Planning your presentation

Things to remember:

  • Speaking is different than writing. As you compose your talk, think about how it will sound and how easy it will be for you to read.
  • Make your notes visible. Use a large font that you can read easily.
  • Include stage directions. Remind yourself to pause, to point at the screen, to explain an image.
  • Aim for cues. If you don’t want to read your speech, write down various reminders, notes, and numbers to guide you through your talk.

Design

  • Tailor your design not just to your audience but to your site: Does the location support AV equipment?
  • Test everything. Don’t just practice your speech at home—make sure you have enough time to test out all AV equipment before your talk.
  • Keep slides brief. Use one image, idea, or (clear) figure, to illustrate—rather than reiterate—your speech.

Practicing

  • You should always practice your talk out loud, ideally to an audience; you can even videotape yourself.
  • How do you sound? Practice your enunciation, voice projection, breathing, and pace.
  • How do you look? Practice looking confident—neither stiff nor slouching—and make sure that any gestures are deliberate rather than fidgety.
  • Give yourself pauses. Your speech should be measured, with natural pauses; don’t make the audience race to catch up.
  • How long are you taking? If you’re running long, now’s the time to cut things out.
  • Should you brace yourself? If your topic is controversial, plan in advance for how you can calmly deal with hostile questions or comments.

Prepping the space

  • Visit the space. See how it sounds and looks, where your audience will be, how it will make you speak or move, and whether any obstacles can be removed.

Presenting

  • Breathe deeply. This will remind you to pause (and may relax you).
  • Greet the audience. You can also introduce yourself—but only if someone hasn’t already done this.
  • Be happy. Even if it’s a performance, try to appear comfortable and pleased to be there.
  • Make (general) eye contact. Let your gaze move—slowly—and look at members of the audience, not just one individual.
  • Don’t apologize. Unless you’ve set something on fire, apologizing will only draw the audience’s attention to slight errors (nervousness, misspeaks) that likely only you have noticed.
  • Check your time. Make sure you have a way to casually check a clock, watch, or timer.
  • Check your pace. If you’re running overtime, don’t speed up; think about what you can cut out or where would be a good point to end early.
  • With a bang, not a whimper. End on a strong note, with a compelling story, idea, or statement, and don’t let your voice fade away.

Q&A

  • Pause. Give yourself a second to consider your response and make sure you’re really answering the question.
  • Repeat questions.

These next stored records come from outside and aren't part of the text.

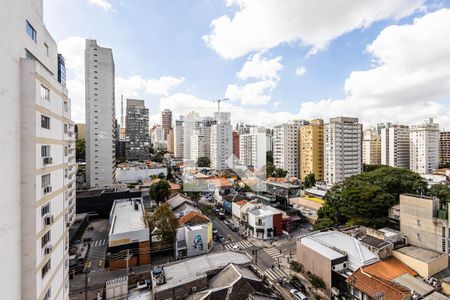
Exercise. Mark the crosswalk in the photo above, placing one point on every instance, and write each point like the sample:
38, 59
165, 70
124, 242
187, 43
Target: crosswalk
273, 252
242, 245
98, 243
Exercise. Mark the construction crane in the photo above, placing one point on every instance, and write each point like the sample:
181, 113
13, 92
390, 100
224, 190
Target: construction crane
218, 105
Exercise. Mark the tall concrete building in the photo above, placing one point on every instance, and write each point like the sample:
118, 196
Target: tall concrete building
38, 157
286, 146
166, 122
311, 149
342, 149
423, 224
100, 115
444, 147
136, 130
253, 148
221, 142
424, 147
395, 145
371, 147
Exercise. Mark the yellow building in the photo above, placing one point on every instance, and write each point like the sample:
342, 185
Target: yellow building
311, 149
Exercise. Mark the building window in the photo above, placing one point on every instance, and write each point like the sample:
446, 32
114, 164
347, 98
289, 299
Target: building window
46, 268
47, 295
45, 151
45, 122
45, 239
45, 93
31, 31
45, 180
45, 209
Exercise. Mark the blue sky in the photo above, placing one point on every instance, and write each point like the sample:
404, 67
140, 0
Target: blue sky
155, 39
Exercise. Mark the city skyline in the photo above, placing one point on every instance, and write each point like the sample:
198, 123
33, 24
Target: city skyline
346, 70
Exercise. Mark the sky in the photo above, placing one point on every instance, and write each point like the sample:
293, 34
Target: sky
378, 60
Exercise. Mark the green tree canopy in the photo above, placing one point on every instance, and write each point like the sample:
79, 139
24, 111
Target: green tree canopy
310, 180
160, 191
203, 162
365, 198
164, 223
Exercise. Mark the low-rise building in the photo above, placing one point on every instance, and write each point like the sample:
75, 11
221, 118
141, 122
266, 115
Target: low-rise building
129, 236
265, 222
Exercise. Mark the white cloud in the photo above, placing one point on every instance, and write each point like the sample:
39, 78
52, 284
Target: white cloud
103, 4
300, 71
260, 68
411, 75
258, 25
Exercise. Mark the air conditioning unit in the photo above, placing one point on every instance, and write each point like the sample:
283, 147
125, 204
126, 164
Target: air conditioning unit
48, 160
47, 189
48, 249
48, 219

If other audience members couldn’t hear what was asked—or if you want to make sure you’ve understood—repeat the question before answering.
  • Don’t be baited. If you have a heckler or hostile questioner, remember that you won’t impress your audience if you respond to them in kind.
  • The finish line. When you’re done, try not to look too relieved.

Checklist–Giving Public Talks:

  • Be personal. Begin by letting your audience know who you are, why you study what you study, and why you’re speaking.
  • Tell a story. Find your narrative, whether it’s a story of how researchers learned something or what they know.
  • Be friendly. Your audience will be more receptive if you are approachable and amiable—especially if you remain so even if you have to deal with a cantankerous individual.
  • Give examples. Make your story easier to visualize with specifics: local examples and impacts, numbers put in context, or vivid images.
  • Presentation is important. Voice projection, posture, enthusiasm, gestures, and smooth delivery are all necessary aspects of your talk and just as worth preparing as your content.
  • Use pictures. No one is averse to seeing beautiful images—and if they help your audience remember the science, all the better.
  • Avoid slides with text. Clear diagrams that explain processes (e.g., the carbon cycle) can be helpful. Other text, however, will only distract from your talk and is unlikely to be retained by your audience.